Here’s a pretty funny example of silly statistics, caught by Lisa Wade:
A study published in 2001 . . . asked undergraduate college students their favorite color and presented the results by sex. Men’s favorites are on the left, women’s on the right:
The authors of the study, Lee Ellis and Christopher Ficek, wrote:
We are inclined to suspect the involvement of neurohormonal factors. Studies of rats have found average sex differences in the number of neurons comprising various parts of the visual cortex. Also, gender differences have been found in rat preferences for the amount of sweetness in drinking water. One experiment demonstrated that the sex differences in rat preferences for sweetness was eliminated by depriving males of male-typical testosterone levels in utero. Perhaps, prenatal exposure to testosterone and other sex hormones operates in a similar way to “bias” preferences for certain colors in humans.
As Wade points out, that all seems a bit ridiculous given some much more direct stories based on the big-time association of pink and blue with girls and boys.

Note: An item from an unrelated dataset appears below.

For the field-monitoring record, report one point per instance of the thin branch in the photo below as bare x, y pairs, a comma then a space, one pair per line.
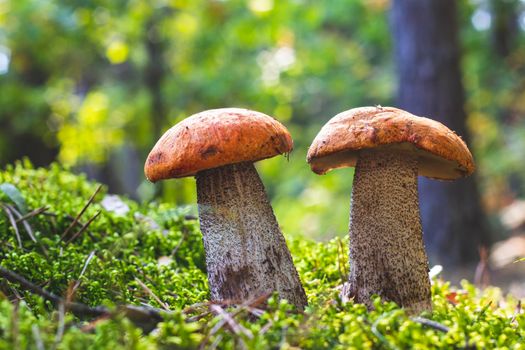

No big deal, it’s just sort of funny to see this sort of pseudoscientific explanation in such pure form.
And what kind of person lists green as their favorite color? 20% and 29%? I can’t believe it! Sure, green is the color of money, but still . . .
P.S. That blog entry has 68 comments! I don’t think there’s really so much to say about this study. I guess it’s like 538: the commenters just start arguing with each other.